In the blog post, Antiracist feminist pastor and a Matthew 25 Church I shared part of my antiracist work and the Matthew 25 initiative that Third Church has signed onto with other churches in PCUSA. At the time, I was preparing for the Liberation Theology Series at Chatham University. In preparing for this series I read two books at Dr. Higginbothan’s recommendation. They are books she uses when she is teaching college courses. The first is Miguel A. De La Torre’s “Reading the Bible from the Margins”, and the second is Stephanie Y. Mitchem’s “Introducing Womanist Theology”. I enjoyed reading both books.
De La Torre has other liberation theology books and a much more extensive (longer) Handbook of U.S. Liberation Theologies. I’ve added his handbook to my hope-to-read-someday book list. The book I read in preparation for the theology talks I hope to use at Third Church soon. I loved reading familiar bible passages and hearing a (new to me, but actually not new at all) perspective. It’s going to be interesting going chapter by chapter with a small group.

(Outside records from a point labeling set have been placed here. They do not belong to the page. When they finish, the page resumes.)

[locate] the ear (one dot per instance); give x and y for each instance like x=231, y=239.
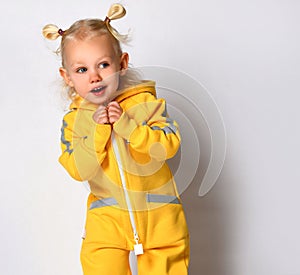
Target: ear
x=64, y=74
x=124, y=62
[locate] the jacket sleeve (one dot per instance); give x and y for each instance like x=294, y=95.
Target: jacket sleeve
x=83, y=144
x=149, y=130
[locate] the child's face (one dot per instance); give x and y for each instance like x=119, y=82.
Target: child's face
x=91, y=68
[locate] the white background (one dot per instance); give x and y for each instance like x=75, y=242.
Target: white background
x=246, y=53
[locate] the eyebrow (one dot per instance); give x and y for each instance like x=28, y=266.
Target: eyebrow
x=98, y=60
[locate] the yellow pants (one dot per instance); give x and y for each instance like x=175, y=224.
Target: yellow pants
x=171, y=260
x=163, y=232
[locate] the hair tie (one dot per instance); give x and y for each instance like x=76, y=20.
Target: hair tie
x=61, y=32
x=107, y=19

The womanist theology book was also wonderful in that it helped me to understand broader concepts in womanist theology. And it provided some ideas for where I might want to dig in more deeply. With both womanist and feminist work, I’ve been reading books by individuals and didn’t have all of the big picture stuff in my grasp. I decided to purchase the introduction to feminist theology from the same publisher (Anne M. Clifford is the author). My favorite part of womanist theology is that it cultivates a community (including men) and shares collective wisdom (Mama said) that can be wisdom from your mama or mine or auntie or grandma or someone not-blood-but-who-is-like-family or the collective wisdom of the group.
Sharon also suggested Jacquelyn Grant’s White Women’s Christ and Black Women’s Jesus: Feminist Christology and Womanist Response as a good place to begin understanding how feminist and womanist interact. I purchased that but haven’t begun reading just yet. It was already on my list so I’m sure someone else had also recommended it too.

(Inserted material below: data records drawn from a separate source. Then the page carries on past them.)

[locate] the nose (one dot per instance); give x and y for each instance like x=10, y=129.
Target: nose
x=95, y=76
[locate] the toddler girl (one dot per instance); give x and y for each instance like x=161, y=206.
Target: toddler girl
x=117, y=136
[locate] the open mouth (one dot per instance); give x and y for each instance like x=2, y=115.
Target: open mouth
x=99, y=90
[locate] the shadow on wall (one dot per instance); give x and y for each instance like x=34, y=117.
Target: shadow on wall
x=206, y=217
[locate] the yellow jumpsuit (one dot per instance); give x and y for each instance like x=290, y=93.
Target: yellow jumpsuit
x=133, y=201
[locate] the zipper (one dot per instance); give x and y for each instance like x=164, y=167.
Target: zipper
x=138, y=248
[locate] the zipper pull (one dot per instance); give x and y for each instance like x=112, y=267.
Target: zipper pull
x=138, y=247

Okay, so that covers the homework and the follow-up homework. The talks themselves were so much fun: sharing, storytelling, listening to other perspectives is difficult to document. What I’m learning about antiracism and liberation theology is that reading is great, but dialogue is better. (And I need to start being more active, reading is ‘no risk’ and dialogue is ‘low risk’, and requires very little from me). Sharon is gracious and warm and very easy to engage with. I really enjoyed our time together. I am still struck by how different our experience in church was and is. Even in the small examples and stories of our church experiences it was clear to see that race is a major factor in our interpretation of scripture, who Jesus is, and what the work of the church is. I realized that much of my white church experience was about believing the right thing and less about doing the right thing. My faith experience was about personal relationship with God and personal choices and beliefs (purity specifically) that was good/polite behaviors (God loves you, keep your legs crossed). Sharon’s experience was more communal and focused on discerning prayerfully and doing what was right for everyone. For her, church was the safe place to talk about what was going on in the community and in the world. For me, talking about social issues or politics was “not polite” in a church setting and was discouraged. For example, in my white church experience we gave to the food bank but I could’t ask why people where hungry. And when there was an answer it was someone was sick or lost a job and I was made to feel that it was only temporary (systemic poverty wasn’t part of the dialogue).
Juan Mendizabal, the Assistant Director, Interfaith Cooperation and Office of Diversity, Equity, and Inclusion introduced Dr. Higginbothan and Pastor Karie to the students as people who are ‘safe’ to talk with and shared briefly his own experience working with us. It was honoring and humbling all at the same time. I hope that I can live up to that introduction.
The students were engaged in their groups and the questions that came up were thoughtful. The discussions continued into lunch too. Challenging white supremacy and patriarchy seemed to be something they were already engaged in and thinking about the way that intersects with faith seemed new (and exciting/challenging) to most of the students. A couple of students are interested in doing more liberation theology talks as a podcast and I’m excited to see what they come up with. I imagine they will find ways to include other marginalized groups in the conversation too.
The Holy Spirit was definitely up to something in and through and with those of us who participated and I am hopeful about what God will do in the future.